George Belitsos, CEO
Youth & Shelter Services
P.O. Box 1628
Ames, IA 50010
(515) 233-3141, ext. 420
U.S. Dept. of Agriculture
National Soil Tilth Laboratory
2150 Pammel Drive
Ames, IA 50011
What do 180 full-time staff and a $7.8 million budget provide? Following are selected programs operated by YSS in Ames, four rural areas (Boone, Marshall, Hamilton and Story counties) and Des Moines (where YSS operates as Iowa Homeless Youth Centers). Services vary from site to site:
• Shelter for runaways, abused and neglected youth, and youth in trouble with the law – 15 beds in Ames.
• Transitional and independent living apartments – 20 scattered sites in four counties.
• Housing for homeless young pregnant women and young mothers – four “host homes” in residential neighborhoods in four counties serve women ages 16-25 for up to two years. Seventeen slots available, plus extra spaces for children (YSS combines numbers for transitional living and host homes. In 2001, the homes served 198 youths).
• Primary and after-care treatment for chemically dependent youth – 40 beds at two sites in Ames.
• Outreach to homeless and runaway youth through a center, meal site and two outreach vans – Des Moines. The meal site served 2,685 youth last year (the total includes youths served more than once). Vans and outreach center served 411 individual youths.
• Counseling services, including individual, family and group, both outpatient and in homes.
• Foster care and adoption services – home studies to license family foster homes and adoptive homes; placement services, recruitment and retention; and support, education, and supervision of foster and adoptive youth and families.
• Parenting assistance (education, support and counseling) – Drop-in center for single young parents and their children in Ames.
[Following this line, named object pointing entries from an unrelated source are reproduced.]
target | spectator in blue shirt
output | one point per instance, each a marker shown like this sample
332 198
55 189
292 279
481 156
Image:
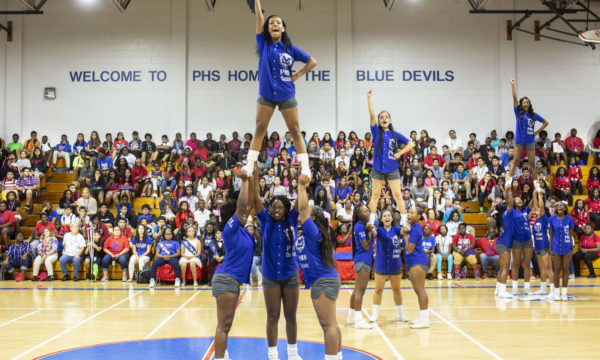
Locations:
63 150
460 181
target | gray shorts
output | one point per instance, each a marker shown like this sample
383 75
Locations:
523 244
362 265
501 248
283 104
543 252
289 283
329 286
528 147
393 175
225 283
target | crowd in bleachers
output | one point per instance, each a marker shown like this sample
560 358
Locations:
95 224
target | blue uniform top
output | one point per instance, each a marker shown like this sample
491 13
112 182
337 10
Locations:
308 254
168 247
389 247
278 261
540 233
522 230
418 256
561 234
360 254
526 127
275 69
384 160
239 246
142 245
509 228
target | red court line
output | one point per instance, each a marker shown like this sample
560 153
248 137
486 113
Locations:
211 349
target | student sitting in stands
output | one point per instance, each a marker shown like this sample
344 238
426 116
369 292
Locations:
463 245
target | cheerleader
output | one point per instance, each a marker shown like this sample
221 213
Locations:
561 242
522 245
525 139
388 264
362 253
416 265
541 243
386 155
276 81
504 247
281 283
314 253
235 269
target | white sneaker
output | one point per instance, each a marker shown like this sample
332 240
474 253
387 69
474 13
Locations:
420 324
403 318
362 324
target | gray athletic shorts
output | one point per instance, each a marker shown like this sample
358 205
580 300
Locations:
399 272
523 244
543 252
329 286
283 104
289 283
362 265
225 283
501 248
528 147
394 175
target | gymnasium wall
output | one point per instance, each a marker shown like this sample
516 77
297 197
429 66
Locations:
430 63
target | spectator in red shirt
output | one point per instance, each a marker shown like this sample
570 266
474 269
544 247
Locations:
562 186
589 250
428 160
593 205
7 224
489 256
116 249
593 179
140 178
575 147
580 217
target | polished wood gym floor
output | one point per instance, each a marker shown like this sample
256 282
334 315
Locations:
467 322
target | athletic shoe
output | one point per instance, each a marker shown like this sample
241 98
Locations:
362 324
420 324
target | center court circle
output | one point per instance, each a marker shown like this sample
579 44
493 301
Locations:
246 348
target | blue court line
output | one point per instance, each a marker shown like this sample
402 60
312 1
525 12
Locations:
257 289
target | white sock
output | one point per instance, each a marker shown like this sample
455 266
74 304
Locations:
399 311
376 311
273 354
303 158
357 316
563 291
292 350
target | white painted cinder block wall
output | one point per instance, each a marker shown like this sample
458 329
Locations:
181 37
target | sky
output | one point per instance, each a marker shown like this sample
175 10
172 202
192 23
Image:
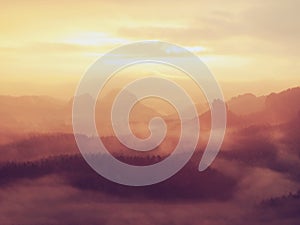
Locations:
249 46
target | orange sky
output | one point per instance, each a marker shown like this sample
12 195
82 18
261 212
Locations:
250 46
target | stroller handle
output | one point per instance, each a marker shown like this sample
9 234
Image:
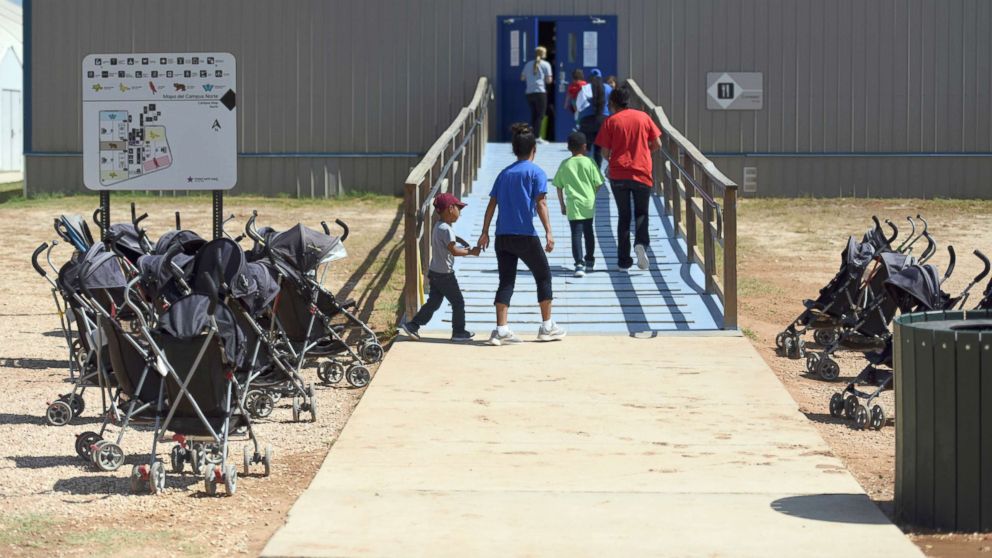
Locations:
34 259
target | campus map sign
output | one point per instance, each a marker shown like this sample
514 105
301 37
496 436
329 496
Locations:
159 121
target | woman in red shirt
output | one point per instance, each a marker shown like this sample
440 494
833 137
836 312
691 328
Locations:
627 139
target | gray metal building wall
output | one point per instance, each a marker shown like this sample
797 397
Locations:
907 80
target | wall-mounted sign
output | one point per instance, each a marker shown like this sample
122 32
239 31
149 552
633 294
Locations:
154 121
734 91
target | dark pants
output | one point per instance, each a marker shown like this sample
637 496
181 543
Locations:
589 126
538 106
443 286
625 192
512 248
582 228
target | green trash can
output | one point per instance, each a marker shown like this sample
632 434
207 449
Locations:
943 384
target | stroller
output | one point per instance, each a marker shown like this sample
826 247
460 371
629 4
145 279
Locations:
199 350
311 321
77 319
917 288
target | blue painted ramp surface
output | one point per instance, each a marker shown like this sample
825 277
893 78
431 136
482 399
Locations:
668 296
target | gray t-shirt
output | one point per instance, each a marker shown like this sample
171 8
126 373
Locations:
441 259
536 82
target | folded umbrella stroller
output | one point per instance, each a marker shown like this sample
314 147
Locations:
312 321
917 288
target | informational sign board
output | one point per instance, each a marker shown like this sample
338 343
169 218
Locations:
159 121
734 91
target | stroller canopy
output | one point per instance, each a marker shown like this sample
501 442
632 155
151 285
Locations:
305 248
189 317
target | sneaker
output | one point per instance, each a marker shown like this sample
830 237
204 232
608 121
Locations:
495 339
462 336
411 329
554 333
642 256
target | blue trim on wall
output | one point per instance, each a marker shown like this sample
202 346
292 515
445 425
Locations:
26 87
825 154
288 155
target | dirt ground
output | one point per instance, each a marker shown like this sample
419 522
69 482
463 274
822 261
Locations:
789 249
53 503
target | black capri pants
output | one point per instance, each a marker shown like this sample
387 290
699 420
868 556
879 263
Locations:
512 248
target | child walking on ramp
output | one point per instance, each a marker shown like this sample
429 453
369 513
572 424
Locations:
578 179
441 272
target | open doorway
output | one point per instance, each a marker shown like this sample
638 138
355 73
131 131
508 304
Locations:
572 42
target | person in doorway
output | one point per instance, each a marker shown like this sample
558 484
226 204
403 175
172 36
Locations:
520 192
578 179
441 272
628 138
578 81
538 75
593 109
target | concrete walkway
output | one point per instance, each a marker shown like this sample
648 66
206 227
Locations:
593 446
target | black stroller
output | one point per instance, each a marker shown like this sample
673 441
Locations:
199 348
313 323
917 288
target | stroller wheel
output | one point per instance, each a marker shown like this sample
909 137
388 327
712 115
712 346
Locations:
231 480
76 402
108 457
825 337
59 413
836 405
84 444
372 352
877 419
851 405
359 376
267 459
828 369
330 372
136 480
861 417
178 458
156 477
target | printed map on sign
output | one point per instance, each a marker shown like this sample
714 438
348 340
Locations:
159 121
130 149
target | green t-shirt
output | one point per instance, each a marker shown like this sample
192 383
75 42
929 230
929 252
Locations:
580 178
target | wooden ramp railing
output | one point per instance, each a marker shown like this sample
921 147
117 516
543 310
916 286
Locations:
700 199
450 165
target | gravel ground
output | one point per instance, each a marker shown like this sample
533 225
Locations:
789 249
51 502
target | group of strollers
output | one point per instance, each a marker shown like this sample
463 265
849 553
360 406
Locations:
195 339
877 280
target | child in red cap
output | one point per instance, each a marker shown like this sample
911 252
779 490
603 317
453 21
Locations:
441 272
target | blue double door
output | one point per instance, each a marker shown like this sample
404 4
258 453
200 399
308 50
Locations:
573 42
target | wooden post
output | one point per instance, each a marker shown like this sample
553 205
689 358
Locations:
689 177
411 296
730 256
709 247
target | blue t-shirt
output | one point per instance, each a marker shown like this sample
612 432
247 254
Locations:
516 191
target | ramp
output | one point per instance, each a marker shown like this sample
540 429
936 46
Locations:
593 446
669 296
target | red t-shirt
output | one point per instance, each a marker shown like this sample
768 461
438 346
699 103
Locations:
627 134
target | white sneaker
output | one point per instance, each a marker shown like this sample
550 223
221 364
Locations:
642 256
553 334
495 339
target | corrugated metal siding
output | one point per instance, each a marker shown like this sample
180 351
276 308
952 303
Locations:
380 75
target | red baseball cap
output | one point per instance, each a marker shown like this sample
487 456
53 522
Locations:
443 201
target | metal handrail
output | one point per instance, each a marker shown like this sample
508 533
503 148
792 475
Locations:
450 165
687 175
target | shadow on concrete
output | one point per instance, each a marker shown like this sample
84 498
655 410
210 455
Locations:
835 508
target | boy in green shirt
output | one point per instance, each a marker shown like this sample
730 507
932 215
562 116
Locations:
578 178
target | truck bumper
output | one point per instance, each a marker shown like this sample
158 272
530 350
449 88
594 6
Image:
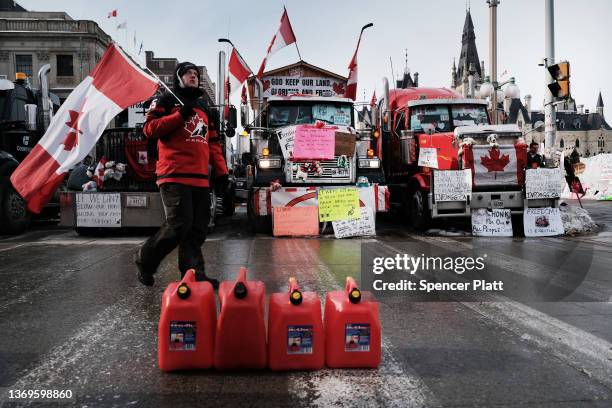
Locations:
512 200
136 210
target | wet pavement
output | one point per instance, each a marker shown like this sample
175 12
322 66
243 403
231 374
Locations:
73 316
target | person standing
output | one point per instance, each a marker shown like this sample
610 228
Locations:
188 141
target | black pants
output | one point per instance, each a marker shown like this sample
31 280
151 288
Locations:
187 211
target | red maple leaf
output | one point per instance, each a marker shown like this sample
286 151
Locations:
494 162
71 139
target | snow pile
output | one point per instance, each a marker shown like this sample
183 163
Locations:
596 178
576 220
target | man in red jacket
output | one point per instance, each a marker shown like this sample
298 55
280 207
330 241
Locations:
188 141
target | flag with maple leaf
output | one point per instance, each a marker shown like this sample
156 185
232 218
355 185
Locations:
496 165
114 84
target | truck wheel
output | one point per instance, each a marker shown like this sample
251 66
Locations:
259 224
420 218
14 217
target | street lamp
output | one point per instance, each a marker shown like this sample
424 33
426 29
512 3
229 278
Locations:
494 91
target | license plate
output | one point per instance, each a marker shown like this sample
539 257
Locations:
497 204
136 201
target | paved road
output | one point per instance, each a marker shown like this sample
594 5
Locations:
72 316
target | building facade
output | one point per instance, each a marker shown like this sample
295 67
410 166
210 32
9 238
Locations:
164 69
29 40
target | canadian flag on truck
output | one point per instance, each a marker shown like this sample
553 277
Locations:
114 84
283 37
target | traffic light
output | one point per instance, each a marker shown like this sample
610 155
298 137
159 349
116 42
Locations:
560 73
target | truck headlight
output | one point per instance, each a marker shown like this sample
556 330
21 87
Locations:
269 163
369 163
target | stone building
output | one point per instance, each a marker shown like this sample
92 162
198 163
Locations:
164 69
31 39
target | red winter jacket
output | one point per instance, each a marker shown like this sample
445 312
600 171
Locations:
185 147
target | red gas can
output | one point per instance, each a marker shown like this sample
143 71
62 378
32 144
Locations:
295 330
241 330
352 328
187 325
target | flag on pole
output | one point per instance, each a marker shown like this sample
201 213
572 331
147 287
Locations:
283 37
114 84
351 85
238 71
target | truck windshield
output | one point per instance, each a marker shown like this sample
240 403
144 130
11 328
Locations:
437 117
298 114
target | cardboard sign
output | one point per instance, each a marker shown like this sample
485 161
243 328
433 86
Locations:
345 144
314 143
491 223
542 222
295 221
452 185
338 204
428 157
98 210
365 226
543 183
286 140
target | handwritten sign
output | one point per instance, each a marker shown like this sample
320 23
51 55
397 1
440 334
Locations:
295 221
428 157
452 185
543 183
345 144
542 222
365 226
338 204
491 223
314 143
286 140
98 210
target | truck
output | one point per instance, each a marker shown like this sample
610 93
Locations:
426 131
25 114
268 160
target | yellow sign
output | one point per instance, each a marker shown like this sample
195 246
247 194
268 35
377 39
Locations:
337 204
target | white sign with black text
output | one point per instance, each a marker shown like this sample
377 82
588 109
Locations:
452 185
543 222
491 223
101 210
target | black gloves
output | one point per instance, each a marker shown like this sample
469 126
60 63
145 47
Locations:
187 110
221 183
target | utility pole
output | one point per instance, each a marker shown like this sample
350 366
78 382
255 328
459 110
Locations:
550 116
493 53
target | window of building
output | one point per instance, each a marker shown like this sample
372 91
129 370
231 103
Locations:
23 63
64 65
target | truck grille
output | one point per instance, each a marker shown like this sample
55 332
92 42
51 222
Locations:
331 172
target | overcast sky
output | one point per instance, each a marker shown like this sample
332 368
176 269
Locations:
327 33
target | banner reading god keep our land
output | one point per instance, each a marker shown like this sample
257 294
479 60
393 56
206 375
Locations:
338 204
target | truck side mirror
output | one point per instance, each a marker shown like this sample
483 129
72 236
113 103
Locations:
244 115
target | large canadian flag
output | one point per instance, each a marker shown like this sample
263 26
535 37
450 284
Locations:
114 84
283 37
238 71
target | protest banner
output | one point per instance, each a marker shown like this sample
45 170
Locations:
314 143
491 223
295 221
543 183
365 226
428 157
542 222
338 204
452 185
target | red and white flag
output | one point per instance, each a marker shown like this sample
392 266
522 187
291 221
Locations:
283 37
238 71
113 85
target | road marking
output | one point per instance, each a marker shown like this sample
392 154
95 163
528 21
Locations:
391 385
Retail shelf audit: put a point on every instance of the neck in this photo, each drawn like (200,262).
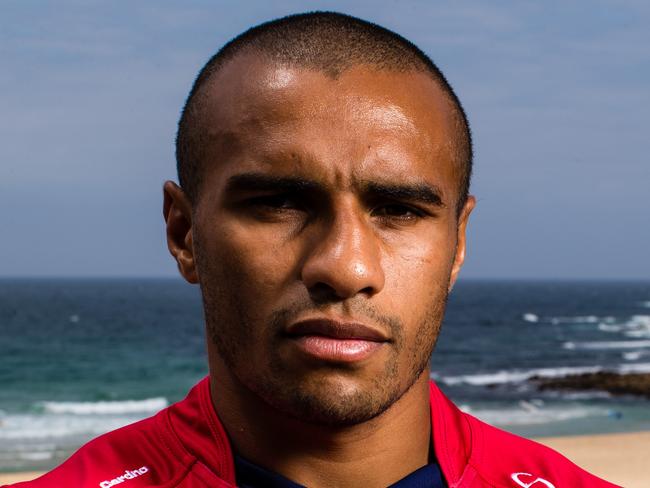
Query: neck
(378,452)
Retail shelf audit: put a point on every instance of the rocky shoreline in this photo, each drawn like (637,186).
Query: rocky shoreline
(615,383)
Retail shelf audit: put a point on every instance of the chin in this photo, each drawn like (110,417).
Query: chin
(334,402)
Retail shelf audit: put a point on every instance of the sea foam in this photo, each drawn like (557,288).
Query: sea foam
(106,407)
(518,376)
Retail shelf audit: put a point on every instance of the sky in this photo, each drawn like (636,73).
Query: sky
(557,93)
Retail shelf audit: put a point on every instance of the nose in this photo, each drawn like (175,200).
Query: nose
(345,259)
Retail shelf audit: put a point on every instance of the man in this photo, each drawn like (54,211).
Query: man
(324,167)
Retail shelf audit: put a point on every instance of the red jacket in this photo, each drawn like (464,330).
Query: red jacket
(186,446)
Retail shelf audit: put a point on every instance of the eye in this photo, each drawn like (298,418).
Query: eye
(275,202)
(397,212)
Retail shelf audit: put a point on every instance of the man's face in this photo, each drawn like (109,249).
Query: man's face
(325,235)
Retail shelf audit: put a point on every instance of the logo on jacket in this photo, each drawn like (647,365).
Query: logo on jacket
(528,483)
(128,475)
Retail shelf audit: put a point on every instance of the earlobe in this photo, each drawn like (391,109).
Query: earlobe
(177,212)
(461,240)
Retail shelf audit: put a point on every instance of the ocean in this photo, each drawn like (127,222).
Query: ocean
(81,357)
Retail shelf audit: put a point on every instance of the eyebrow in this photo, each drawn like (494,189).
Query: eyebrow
(261,182)
(416,192)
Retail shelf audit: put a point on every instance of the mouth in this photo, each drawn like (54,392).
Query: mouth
(336,341)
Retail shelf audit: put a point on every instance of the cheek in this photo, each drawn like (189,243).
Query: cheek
(243,262)
(417,276)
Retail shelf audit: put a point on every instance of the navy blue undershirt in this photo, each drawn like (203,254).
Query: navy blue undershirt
(250,475)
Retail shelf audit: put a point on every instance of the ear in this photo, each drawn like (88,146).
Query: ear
(177,212)
(461,239)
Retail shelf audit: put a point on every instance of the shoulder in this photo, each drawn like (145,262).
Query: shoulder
(506,460)
(473,453)
(139,453)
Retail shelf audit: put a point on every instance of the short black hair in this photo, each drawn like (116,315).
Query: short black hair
(329,42)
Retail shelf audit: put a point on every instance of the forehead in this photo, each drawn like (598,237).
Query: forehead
(259,115)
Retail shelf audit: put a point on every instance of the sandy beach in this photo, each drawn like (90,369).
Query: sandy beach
(619,458)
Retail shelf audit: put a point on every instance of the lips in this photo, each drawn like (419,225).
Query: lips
(336,341)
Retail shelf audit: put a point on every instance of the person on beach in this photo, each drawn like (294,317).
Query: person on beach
(324,165)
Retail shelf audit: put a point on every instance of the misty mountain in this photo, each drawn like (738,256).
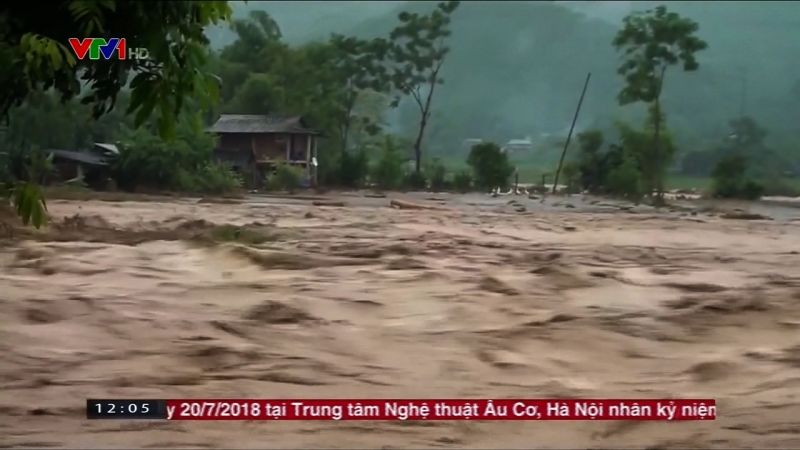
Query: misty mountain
(516,68)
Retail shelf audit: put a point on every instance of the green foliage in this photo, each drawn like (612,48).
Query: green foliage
(285,178)
(438,175)
(462,181)
(731,181)
(417,51)
(33,47)
(416,181)
(490,166)
(28,201)
(35,59)
(183,164)
(591,161)
(651,41)
(387,172)
(208,178)
(651,160)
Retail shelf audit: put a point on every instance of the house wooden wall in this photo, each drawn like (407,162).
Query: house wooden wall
(266,146)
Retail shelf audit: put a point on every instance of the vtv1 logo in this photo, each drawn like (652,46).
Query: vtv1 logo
(97,47)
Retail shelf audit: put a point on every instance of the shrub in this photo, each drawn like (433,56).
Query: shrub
(730,179)
(490,166)
(387,173)
(438,175)
(353,169)
(571,173)
(462,181)
(624,180)
(217,179)
(286,178)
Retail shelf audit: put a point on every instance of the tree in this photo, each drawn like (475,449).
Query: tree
(35,57)
(651,41)
(388,169)
(730,180)
(358,65)
(417,51)
(490,166)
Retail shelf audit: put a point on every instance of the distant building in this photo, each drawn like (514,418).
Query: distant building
(471,142)
(518,145)
(254,145)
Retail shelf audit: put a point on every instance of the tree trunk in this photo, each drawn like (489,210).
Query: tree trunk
(426,110)
(659,179)
(347,121)
(418,142)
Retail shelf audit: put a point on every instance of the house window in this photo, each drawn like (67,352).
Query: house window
(297,151)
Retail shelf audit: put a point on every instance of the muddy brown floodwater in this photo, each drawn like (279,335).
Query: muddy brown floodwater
(481,298)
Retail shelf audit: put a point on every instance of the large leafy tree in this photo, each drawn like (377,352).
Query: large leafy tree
(650,42)
(358,67)
(34,57)
(417,51)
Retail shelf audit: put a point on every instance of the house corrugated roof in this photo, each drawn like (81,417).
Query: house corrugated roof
(111,148)
(247,123)
(86,158)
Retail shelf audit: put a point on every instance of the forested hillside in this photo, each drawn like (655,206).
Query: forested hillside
(516,68)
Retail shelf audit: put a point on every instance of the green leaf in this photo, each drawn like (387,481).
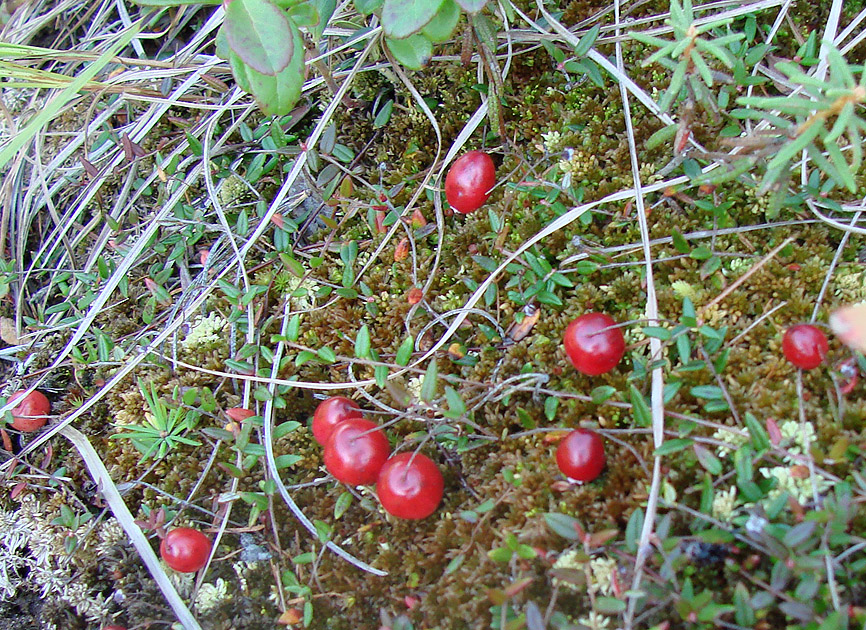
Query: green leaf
(562,524)
(472,6)
(602,393)
(456,406)
(342,504)
(362,343)
(454,564)
(708,460)
(439,29)
(276,95)
(500,554)
(640,408)
(760,439)
(413,52)
(327,355)
(256,32)
(658,332)
(673,446)
(404,352)
(551,404)
(402,18)
(284,461)
(609,605)
(428,385)
(709,392)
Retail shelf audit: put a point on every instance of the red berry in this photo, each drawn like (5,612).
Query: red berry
(580,456)
(590,351)
(356,451)
(805,346)
(330,413)
(469,181)
(410,486)
(185,549)
(31,413)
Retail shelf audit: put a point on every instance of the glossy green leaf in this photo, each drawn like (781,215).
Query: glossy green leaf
(276,95)
(413,52)
(362,343)
(562,524)
(439,29)
(342,504)
(402,18)
(256,32)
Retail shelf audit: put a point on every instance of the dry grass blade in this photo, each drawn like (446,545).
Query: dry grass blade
(109,491)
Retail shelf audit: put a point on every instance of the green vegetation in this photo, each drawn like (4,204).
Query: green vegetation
(172,251)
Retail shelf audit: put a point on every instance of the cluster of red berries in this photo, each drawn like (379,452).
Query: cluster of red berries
(409,485)
(595,345)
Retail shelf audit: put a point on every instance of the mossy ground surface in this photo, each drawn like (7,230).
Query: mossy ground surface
(499,467)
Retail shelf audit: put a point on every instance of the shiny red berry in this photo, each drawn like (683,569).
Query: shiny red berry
(330,413)
(805,346)
(31,412)
(469,181)
(410,486)
(580,456)
(185,549)
(356,451)
(590,351)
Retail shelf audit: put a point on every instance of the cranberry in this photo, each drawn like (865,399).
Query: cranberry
(590,351)
(31,413)
(330,413)
(469,181)
(580,456)
(356,451)
(805,346)
(410,486)
(185,549)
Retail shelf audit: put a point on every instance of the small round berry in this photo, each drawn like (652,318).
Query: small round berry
(469,181)
(330,413)
(805,346)
(31,413)
(356,451)
(580,456)
(590,351)
(185,549)
(410,486)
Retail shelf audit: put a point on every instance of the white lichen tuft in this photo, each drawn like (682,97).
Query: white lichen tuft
(552,141)
(796,481)
(32,557)
(733,440)
(211,595)
(206,333)
(724,504)
(601,571)
(594,621)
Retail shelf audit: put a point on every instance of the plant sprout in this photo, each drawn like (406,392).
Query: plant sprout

Most clients are served through home visits. Limited financial assistance is provided to help overcome certain obstacles. For instance, YSS might pay to repair a woman’s car so she can get to work.
• Prenatal care and education – YSS connects women to doctors and hospitals. A part-time staff nurse conducts home visits, and YSS hosts a weekly free clinic.
• Prevention and education – YSS offers a range of age-specific presentations in schools and communities on topics such as building self-esteem, alcohol awareness and decision-making. Reached 57,244 youth last year (the total includes those served more than once).
• Youth employment and training services for disadvantaged youth.
• After-school programs and mentoring – for elementary and middle-school youths in nine school districts. On-site after-school programs help children complete their homework and offer sports, games, crafts, storytelling, field trips and guest speakers. Last year, 197 students participated in the mentoring program, and 328 youths were served in the after-school programs.
• Day care for preschool-age children of homeless parents searching for housing or employment – Des Moines.